- EUR/USD faded the spike to 1.1371 yesterday as the Fed minutes were slightly more hawkish-than-expected.
- The pair picked up a bid in Asia and could find takers in Europe if the Eurozone PMIs beat expectations, alleviating recession fears. ECB minutes will likely sound dovish, but the delay in the rate hike has been priced in.
EUR/USD is currently trading at 1.1350, representing a 0.14 percent gain on the day.
The common currency had jumped to a high of 1.1371 in the NY session yesterday. The move to two-week highs, however, was short-lived, as the Fed minutes carried a slightly hawkish tilt of several members still believing that the most likely path in rates was still higher if the economy evolves as expected.
As a result, EUR/USD erased gains and closed with marginal losses at 1.1336. The pair, however, picked up a bid in Asia, possibly tracking the rise in the offshore Chinese yuan to 7-month highs.
The bid tone around the common currency will likely strengthen further if the preliminary German and Eurozone PMI indices for February beat estimates, alleviating recession fears to some extent.
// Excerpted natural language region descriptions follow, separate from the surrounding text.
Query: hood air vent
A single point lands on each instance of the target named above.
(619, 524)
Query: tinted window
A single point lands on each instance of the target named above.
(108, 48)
The minutes of the European Central Bank's (ECB) January meeting, also scheduled for release today, are likely to reiterate growth concerns. The EUR pairs, however, will likely reamain resilient as the central bank's dovish shift has been penciled in by markets - EUR/USD fell from 1.1514 to 1.1234 in two-weeks to Feb. 15.
Add to that, the bullish crossover between the 5- and 10-day moving averages (MAs) and the path of least resistance appears to be on the higher side.